Linear Bounded Automaton (LBA) is a restricted form of Turing Machine in which input tape is finite.
Example
Prove that LBA ⊂ PSPACE
PSPACE is a superset of the set of context-sensitive languages.
Now to prove LBA=PSPACE,
We use theorem of Space compression with tape reduction which states that,
For every k-tape S(n) space-bounded off-line Turing Machine M and constant c>0,there exists a one-tape cS(n) space-bounded off-line turing machine N such that L(M)=L(N).

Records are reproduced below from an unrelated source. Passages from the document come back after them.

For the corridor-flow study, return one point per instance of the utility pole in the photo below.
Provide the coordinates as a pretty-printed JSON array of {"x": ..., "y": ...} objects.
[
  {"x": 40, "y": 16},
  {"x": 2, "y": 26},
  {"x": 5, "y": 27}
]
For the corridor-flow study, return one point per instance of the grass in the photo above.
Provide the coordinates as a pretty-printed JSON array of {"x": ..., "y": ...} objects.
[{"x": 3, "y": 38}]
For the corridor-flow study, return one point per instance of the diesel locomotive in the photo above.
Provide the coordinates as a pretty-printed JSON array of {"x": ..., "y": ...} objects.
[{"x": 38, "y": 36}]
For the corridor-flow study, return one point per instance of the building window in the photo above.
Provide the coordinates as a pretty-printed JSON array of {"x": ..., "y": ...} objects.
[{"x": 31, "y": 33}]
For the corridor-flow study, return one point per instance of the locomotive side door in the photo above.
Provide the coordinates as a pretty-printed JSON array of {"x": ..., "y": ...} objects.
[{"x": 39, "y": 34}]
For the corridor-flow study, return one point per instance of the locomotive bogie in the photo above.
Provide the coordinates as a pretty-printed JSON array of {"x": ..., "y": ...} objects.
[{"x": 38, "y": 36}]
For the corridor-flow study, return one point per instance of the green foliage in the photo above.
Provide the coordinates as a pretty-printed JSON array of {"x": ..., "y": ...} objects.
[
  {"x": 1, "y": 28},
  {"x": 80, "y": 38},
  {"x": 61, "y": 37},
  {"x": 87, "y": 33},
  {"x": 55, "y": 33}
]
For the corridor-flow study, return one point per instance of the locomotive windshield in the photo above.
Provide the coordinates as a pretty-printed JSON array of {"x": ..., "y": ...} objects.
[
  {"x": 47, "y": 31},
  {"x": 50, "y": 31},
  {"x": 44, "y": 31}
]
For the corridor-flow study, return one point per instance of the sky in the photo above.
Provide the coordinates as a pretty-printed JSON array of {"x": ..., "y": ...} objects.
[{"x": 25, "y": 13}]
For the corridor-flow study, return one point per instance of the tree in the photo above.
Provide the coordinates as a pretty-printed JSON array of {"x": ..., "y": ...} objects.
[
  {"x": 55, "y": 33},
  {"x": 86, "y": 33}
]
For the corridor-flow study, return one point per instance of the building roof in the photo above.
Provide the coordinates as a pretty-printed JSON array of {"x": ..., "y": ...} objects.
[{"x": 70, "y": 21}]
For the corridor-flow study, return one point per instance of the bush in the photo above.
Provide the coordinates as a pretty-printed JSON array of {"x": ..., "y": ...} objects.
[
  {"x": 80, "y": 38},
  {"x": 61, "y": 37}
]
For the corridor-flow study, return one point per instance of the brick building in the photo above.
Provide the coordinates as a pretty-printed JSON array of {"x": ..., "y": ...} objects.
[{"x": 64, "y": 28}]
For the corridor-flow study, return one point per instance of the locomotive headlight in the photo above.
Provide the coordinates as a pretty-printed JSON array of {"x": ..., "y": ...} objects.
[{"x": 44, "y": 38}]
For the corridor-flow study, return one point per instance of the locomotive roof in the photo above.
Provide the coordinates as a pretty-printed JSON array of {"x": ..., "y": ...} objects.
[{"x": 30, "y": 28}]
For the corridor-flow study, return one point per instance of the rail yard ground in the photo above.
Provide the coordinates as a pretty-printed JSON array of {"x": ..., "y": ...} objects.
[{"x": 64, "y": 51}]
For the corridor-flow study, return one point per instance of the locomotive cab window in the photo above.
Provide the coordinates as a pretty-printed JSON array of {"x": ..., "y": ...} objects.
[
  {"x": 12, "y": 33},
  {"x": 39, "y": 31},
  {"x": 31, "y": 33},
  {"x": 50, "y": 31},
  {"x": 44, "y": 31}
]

Following identity holds for −
DSPACE(S(n))=DSPACE(O(S(n)))
and NSPACE(S(n))=NSPACE(O(S(n)))
Since LBA is one-tape n space-bounded Turing Machine it follows −
LBA=NSPACE(n)---------------------(1)
Now by Savitch theorem, if S is fully space constructible and S(n)>log(n) then
NSPACE(S(n)) ⊆DSPACE(S^{2}(n)) -------------(2)
Final proof
LBA=NSPACE(n)............by(1)
⊆DSPACE(n^{2})............by(2)
⊂DSPACE(n^{3})............by Space Hierarchy Theorem
⊆PSPACE
Space Hierarchy then requires S(n) which is fully space-constructible.